Walking through this with [1, [2, [3]]]:

  1. Element 1 is not an array, push it: [1]

  2. Element [2, [3]] is an array, recurse into it

    • Element 2 is not an array, push it: [2]

    • Element [3] is an array, recurse into it

      • Element 3 is not an array, push it: [3]
  3. Concat everything back up: [1, 2, 3]


Approach 4: Stack-Based Iterative Flattening

Recursion works, but for very deeply nested arrays you can hit the call stack limit. An iterative approach using a stack avoids that:

function flattenIterative(arr) {
    const stack = [...arr];
    const result = [];

    while (stack.length) {
        const item = stack.pop();

        if (Array.isArray(item)) {
            stack.push(...item);
        } else {
            result.push(item);
        }
    }

    return result.reverse();
}

How this works:

  1. Push all elements onto a stack

  2. Pop the top item

  3. If it's an array, spread its contents back onto the stack

  4. If it's a value, add it to the result

  5. Repeat until the stack is empty

  6. Reverse at the end because you were popping (LIFO order)

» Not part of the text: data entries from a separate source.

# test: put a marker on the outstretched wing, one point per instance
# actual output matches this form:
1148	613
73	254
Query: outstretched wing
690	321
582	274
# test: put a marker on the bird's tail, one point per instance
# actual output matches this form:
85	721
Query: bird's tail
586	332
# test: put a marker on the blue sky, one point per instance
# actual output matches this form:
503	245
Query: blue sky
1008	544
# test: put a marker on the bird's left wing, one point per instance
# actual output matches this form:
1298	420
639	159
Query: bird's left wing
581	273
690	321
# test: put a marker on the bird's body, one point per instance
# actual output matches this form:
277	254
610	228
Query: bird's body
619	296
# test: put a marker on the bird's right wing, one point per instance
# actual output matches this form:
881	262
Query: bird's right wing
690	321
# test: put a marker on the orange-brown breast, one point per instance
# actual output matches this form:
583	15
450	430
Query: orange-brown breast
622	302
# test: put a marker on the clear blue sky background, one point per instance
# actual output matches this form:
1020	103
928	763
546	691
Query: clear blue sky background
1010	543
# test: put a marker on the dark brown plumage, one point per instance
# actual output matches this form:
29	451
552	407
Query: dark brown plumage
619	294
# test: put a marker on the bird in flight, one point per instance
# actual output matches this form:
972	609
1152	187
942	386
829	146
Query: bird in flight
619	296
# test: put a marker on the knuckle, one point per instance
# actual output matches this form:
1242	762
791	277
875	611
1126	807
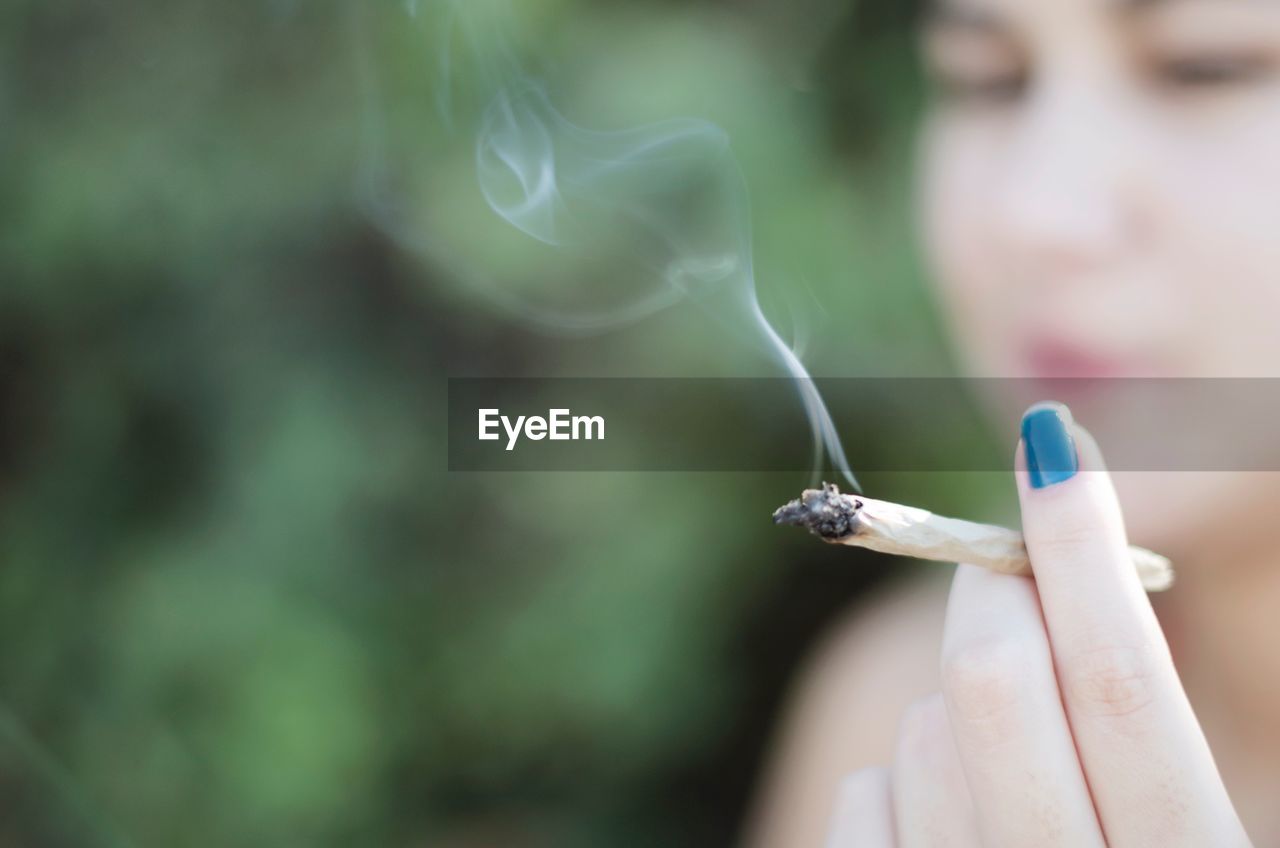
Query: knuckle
1069	534
986	683
923	724
1110	682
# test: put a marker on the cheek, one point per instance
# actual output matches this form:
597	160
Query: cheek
956	185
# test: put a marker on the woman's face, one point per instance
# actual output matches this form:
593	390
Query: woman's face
1101	195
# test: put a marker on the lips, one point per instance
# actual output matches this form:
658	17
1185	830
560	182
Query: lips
1057	360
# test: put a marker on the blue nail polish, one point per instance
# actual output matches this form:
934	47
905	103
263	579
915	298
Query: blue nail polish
1048	445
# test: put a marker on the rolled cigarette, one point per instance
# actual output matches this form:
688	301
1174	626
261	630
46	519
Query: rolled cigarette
908	530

This handles deeply nested structures without blowing the stack.


Common Interview Scenarios

"Implement flat() from scratch"

This is asking for the recursive approach. Write it using reduce and Array.isArray. Show that you understand the base case (non-array element) and the recursive case (array element).

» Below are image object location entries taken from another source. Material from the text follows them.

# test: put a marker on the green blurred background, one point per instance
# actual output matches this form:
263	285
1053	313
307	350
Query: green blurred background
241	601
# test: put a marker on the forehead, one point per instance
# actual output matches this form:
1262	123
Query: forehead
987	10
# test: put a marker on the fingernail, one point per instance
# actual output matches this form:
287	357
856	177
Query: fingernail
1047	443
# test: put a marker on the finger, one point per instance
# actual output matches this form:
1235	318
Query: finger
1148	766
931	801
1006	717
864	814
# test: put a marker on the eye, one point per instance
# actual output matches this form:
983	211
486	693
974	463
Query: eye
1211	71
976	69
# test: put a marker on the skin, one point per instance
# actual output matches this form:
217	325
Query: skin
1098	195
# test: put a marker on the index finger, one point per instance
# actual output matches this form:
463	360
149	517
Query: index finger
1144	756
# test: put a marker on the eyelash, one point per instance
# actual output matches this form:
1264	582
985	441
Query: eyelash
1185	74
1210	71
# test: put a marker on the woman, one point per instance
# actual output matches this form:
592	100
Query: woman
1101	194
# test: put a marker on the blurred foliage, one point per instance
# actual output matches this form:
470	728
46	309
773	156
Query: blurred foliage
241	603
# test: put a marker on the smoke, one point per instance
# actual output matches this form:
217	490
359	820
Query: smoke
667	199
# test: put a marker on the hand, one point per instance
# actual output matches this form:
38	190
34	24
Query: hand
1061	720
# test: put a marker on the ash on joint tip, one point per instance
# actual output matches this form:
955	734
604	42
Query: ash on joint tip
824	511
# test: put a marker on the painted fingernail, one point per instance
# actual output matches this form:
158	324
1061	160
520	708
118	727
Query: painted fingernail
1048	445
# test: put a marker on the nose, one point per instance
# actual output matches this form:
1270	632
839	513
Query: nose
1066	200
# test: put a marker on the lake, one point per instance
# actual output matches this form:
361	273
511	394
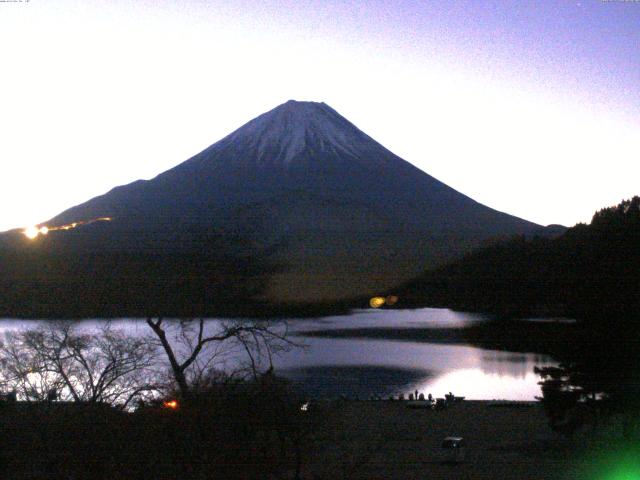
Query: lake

"Flatten to a specific depth"

Add a depth parameter to your recursive function:

function flatten(arr, depth = 1) {
    return arr.reduce((acc, val) => {
        if (Array.isArray(val) && depth > 0) {
            return acc.concat(flatten(val, depth - 1));
        }
        return acc.concat(val);
    }, []);
}

flatten([1, [2, [3, [4]]]], 2); // [1, 2, 3, [4]]

Each recursive call decrements depth. When it hits 0, stop flattening.

"What if the array is deeply nested and performance matters?"

This is where the iterative stack-based approach comes up. Mention that deep recursion risks a stack overflow and that the iterative version handles that.

"What's the time complexity?"

For any correct flatten, it's O(n) where n is the total number of elements across all levels. You visit each element exactly once.


Summary

Approach Use When
flat(Infinity) You need something that just works and env supports it
reduce + concat One level only, simple case
Recursive flatten() Interview, custom depth control, readable code
Iterative (stack) Very deep nesting, performance-sensitive

Conclusion

The built-in flat() covers most real-world cases. Understanding the recursive approach is what most interviews actually test. And if you can explain why the iterative version exists, that's usually the thing that moves you from "knows the API" to "understands what's happening under the hood."